The Virgin and the Gypsy

For a film that is simplicity itself in its essence, Miles’ great work has been slightingly treated, and there is a very simple reason, his editing is too fast for what are called reviewers.

Half the film is pictures, and they are sometimes very rapid, to such an extent that many a critic didn’t know what hit him, one may boldly say.

The stultified house, careless youth, and English countryside combine to provide an exclusion and a divorce and a flood and rencounter that all in all make the drama and its resolution.

Miles’ editing is a mercy, it gives an excuse. Nevertheless, Canby gave the film a sympathetic review in the New York Times.

 

The Maids

A cruel mistress at the Place Vendôme, and consequences.

The technique is to adapt the stage production directly but give Madame her prerogatives (cp. Ford & LeRoy’s Mister Roberts). Thus the final transformation from one style to the other.

Madness, death and destruction are in the honey of Madame’s tongue, the maids act out the ritual of abasement and revenge, it’s they who pay.
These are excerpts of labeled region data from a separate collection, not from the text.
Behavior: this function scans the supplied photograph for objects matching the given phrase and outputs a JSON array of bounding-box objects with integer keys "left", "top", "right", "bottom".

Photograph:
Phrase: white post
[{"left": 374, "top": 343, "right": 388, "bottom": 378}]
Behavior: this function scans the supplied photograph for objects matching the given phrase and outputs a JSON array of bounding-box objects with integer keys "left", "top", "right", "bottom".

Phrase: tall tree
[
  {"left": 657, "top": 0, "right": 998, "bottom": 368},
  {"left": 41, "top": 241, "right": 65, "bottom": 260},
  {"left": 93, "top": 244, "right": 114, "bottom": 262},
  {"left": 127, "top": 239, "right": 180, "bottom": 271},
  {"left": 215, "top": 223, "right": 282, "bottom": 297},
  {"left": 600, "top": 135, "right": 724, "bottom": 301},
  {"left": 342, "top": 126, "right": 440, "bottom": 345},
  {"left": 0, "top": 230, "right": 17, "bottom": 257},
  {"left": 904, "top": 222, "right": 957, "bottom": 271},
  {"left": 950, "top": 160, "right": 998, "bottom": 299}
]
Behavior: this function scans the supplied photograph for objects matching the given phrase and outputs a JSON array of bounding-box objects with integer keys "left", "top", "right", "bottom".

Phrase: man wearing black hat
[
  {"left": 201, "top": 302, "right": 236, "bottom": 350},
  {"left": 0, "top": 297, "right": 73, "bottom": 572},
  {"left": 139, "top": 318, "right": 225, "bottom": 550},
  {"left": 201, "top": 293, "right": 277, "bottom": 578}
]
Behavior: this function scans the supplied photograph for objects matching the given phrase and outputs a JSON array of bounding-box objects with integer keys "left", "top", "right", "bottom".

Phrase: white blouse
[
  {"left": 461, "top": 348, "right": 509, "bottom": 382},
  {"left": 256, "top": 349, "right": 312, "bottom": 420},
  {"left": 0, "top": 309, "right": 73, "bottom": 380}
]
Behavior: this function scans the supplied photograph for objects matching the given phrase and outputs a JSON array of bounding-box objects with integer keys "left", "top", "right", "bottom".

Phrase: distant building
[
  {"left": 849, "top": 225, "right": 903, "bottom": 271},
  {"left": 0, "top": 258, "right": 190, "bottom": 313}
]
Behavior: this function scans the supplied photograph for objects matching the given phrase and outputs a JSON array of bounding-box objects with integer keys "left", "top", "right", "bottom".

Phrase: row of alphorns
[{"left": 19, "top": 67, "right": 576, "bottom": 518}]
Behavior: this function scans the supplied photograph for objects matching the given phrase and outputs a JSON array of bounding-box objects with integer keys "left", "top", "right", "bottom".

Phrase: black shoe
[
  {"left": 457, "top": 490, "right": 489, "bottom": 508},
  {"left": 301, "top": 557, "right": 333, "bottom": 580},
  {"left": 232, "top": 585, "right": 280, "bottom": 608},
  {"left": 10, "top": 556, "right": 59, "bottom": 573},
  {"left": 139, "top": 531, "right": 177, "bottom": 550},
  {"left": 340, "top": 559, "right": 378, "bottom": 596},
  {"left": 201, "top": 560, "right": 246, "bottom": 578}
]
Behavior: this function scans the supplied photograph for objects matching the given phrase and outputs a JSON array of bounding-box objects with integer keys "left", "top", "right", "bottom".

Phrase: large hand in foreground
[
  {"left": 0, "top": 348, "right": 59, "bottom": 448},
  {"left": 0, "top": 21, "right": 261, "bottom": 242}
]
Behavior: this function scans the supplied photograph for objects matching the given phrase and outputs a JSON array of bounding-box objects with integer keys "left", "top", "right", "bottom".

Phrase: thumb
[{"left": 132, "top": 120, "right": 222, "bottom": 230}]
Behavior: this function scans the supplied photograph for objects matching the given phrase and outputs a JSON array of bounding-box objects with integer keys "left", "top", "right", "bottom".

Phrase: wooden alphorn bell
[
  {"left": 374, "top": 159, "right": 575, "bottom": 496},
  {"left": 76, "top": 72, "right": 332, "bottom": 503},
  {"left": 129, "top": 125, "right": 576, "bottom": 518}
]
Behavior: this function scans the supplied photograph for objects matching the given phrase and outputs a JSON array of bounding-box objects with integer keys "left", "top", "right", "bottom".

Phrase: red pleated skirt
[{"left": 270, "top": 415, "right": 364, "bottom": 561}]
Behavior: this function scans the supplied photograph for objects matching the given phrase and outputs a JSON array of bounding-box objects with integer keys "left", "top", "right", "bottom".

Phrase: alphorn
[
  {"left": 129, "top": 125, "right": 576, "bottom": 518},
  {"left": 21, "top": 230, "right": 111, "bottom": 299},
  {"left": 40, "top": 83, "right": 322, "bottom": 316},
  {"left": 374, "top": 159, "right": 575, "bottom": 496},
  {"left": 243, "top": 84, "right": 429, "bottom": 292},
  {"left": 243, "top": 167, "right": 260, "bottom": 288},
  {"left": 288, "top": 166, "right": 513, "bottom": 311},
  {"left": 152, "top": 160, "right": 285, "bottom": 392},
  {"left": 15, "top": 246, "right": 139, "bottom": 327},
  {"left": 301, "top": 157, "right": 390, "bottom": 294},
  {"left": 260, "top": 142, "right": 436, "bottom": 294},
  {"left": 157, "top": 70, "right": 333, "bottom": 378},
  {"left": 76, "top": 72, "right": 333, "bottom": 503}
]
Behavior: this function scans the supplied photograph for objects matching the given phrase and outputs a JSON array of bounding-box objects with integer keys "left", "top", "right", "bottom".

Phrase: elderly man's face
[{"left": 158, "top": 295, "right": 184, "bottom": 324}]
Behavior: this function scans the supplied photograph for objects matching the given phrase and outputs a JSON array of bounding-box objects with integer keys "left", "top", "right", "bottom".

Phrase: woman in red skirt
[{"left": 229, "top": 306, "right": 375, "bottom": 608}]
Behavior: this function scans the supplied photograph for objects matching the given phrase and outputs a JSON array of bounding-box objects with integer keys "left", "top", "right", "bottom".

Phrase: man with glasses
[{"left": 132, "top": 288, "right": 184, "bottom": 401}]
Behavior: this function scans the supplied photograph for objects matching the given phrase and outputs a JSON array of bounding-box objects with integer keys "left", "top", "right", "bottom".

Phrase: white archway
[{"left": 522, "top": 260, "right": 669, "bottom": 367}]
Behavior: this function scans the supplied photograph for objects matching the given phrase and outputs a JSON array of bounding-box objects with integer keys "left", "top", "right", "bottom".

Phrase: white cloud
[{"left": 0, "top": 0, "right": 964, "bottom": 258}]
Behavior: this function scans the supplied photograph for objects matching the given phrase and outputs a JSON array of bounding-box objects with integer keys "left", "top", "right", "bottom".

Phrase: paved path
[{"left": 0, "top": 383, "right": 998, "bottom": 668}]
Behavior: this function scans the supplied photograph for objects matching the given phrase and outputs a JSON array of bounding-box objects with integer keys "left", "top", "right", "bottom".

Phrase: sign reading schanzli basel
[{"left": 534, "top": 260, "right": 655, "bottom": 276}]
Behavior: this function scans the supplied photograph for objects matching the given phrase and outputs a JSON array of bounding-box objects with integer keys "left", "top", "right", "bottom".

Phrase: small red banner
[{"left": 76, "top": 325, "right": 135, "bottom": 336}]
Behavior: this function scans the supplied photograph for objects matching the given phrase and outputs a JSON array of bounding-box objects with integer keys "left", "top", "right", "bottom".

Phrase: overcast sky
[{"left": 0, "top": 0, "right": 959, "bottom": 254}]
This note is for the benefit of the British writer on the film who thought it had failed to convey a dramatic essay by Genet on “la vice anglaise”.

 

That Lucky Touch

The Brussels lockout, the NATO divide, consumer sales to Arabia, it went for nothing with the critics.

“Contemporary light comedy of love-against-the-odds,” Variety summed up.

“Dim romantic farce,” said Halliwell’s Film Guide, likewise missing the point.

Time Out Film Guide followed suit.

William Friedkin’s great variant is Deal of the Century.

 

Alternative 3

The British brain drain, indeed that of the entire world, is a Soviet-American response to greenhouse gases, they’re all on Mars, those boffins and artists and people of every stripe, so says this April Fool’s edition of Science Report (Anglia Television), canceled.